The recently published report by Cambridge Associates and the GIIN analysing the relative performance of impact private equity and impact venture capital funds makes for interesting reading. For years, there has been a widely held assumption on the part of investors and their advisors that there is a necessary trade-off between financial and social returns. While individual impact investment fund managers, such as Bridges Ventures, have shown that market rates of return can be achieved by investment in poorer areas, few people have understood just why this is possible. Investors are largely unaware that investing in poorer areas or in emerging markets enables them to access a different set of investment opportunities, involving more price-sensitive and less investment-intensive business models capable of achieving high rates of growth. Much of the entrepreneurial effort in the decades ahead is likely to focus on such opportunities, driven by a millennial generation that seeks to improve society and the environment as it does well.

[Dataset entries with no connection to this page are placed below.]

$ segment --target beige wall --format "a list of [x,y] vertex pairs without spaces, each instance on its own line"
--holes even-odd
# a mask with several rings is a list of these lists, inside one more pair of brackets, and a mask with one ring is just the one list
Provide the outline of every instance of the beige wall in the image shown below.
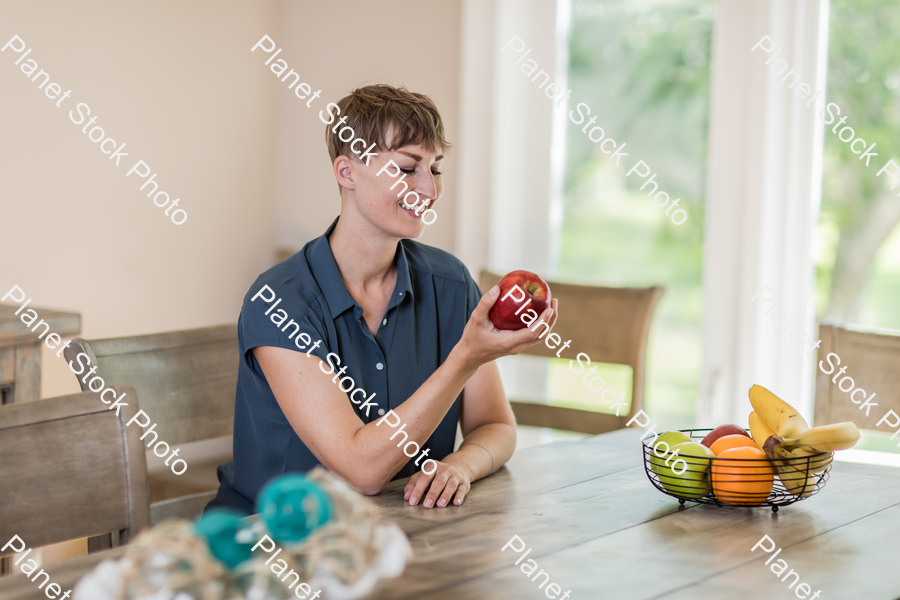
[[[86,338],[235,321],[275,248],[299,248],[337,215],[318,110],[353,88],[430,95],[460,147],[461,0],[5,2],[0,46],[14,34],[32,48],[20,66],[34,59],[72,95],[57,108],[14,65],[21,54],[0,53],[0,296],[19,285],[39,312],[79,312]],[[264,34],[323,90],[315,110],[250,52]],[[118,168],[70,121],[79,102],[126,143]],[[459,152],[421,238],[451,251]],[[126,178],[138,159],[180,198],[184,225]],[[44,397],[78,391],[54,354],[44,349]]]
[[[235,321],[275,248],[299,248],[338,213],[318,110],[354,87],[431,95],[457,141],[459,0],[3,3],[0,46],[15,34],[32,48],[20,66],[34,59],[72,95],[57,108],[14,64],[21,54],[0,53],[0,296],[19,285],[38,312],[79,312],[86,338]],[[264,34],[323,90],[315,110],[250,52]],[[70,121],[79,102],[126,143],[118,168]],[[126,178],[138,159],[181,199],[184,225]],[[447,250],[456,171],[451,154],[438,220],[422,237]],[[44,348],[42,395],[77,392],[54,354]]]
[[[19,66],[12,49],[0,54],[0,288],[80,312],[87,338],[234,321],[274,248],[302,246],[338,213],[318,110],[251,54],[263,34],[323,90],[314,106],[361,84],[403,84],[436,99],[457,141],[458,1],[93,0],[5,3],[0,16],[0,45],[18,34],[33,48]],[[30,58],[72,90],[61,108],[20,71]],[[127,144],[118,168],[70,121],[79,102]],[[184,225],[126,178],[138,159],[181,199]],[[451,154],[438,220],[421,238],[448,250],[455,166]],[[44,396],[77,391],[50,351],[44,370]]]
[[[3,294],[77,311],[88,338],[234,321],[269,263],[275,223],[275,88],[249,48],[275,2],[4,3],[18,34],[72,96],[55,106],[0,54]],[[43,79],[43,77],[41,78]],[[129,156],[121,166],[69,120],[86,102]],[[77,116],[76,116],[77,118]],[[181,198],[176,226],[125,173],[143,159]],[[149,187],[148,187],[149,189]],[[43,394],[77,391],[45,349]]]
[[[340,197],[325,148],[319,110],[361,85],[389,83],[431,96],[451,143],[458,142],[460,0],[419,2],[285,2],[280,27],[269,35],[290,68],[322,90],[311,108],[279,83],[276,239],[300,248],[321,235],[340,212]],[[262,37],[262,33],[257,39]],[[257,50],[257,53],[260,51]],[[266,72],[267,57],[254,57]],[[274,61],[273,61],[274,62]],[[270,63],[271,65],[272,63]],[[269,72],[269,77],[277,81]],[[315,110],[313,110],[315,108]],[[323,113],[324,114],[324,113]],[[445,192],[438,219],[420,241],[453,250],[457,153],[444,161]]]
[[[87,338],[236,320],[274,248],[276,89],[249,48],[279,8],[3,3],[0,46],[18,34],[33,48],[20,66],[33,58],[72,95],[57,108],[14,65],[21,55],[0,53],[0,296],[17,284],[32,306],[79,312]],[[126,143],[120,167],[69,120],[78,102]],[[183,225],[125,177],[138,159],[181,199]],[[78,391],[46,347],[43,361],[44,397]]]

The report is instructive because it shows that market rates of return are indeed attainable through impact investing. If this report helps to overturn conventional notions, it would be a great contribution to the development of ‘profit-with-purpose’ impact investing. It would drive investor allocations to the sector, the absence of which has been a major brake on the flow of capital into it. The report is also valuable in providing granular information about the performance of different types of funds. It shows that to date smaller funds and emerging market funds have been the strongest performers. It is not intuitive that small funds will continue to outperform into the future, but this report marks the start of an important monitoring process to inform investors. It is important news that Cambridge Associates will produce quarterly Impact Investing Benchmark reports, adding relevant new funds to the existing set.
Cambridge Associates and the GIIN are also to be congratulated for establishing vintage year benchmarks and comparing the universe of conventional private investment funds with ‘impact’ private investment funds. If, as the G8 Taskforce believes, we are moving to the measurement of risk, return, and impact in making investment decisions, then the publication of this report marks an important milestone.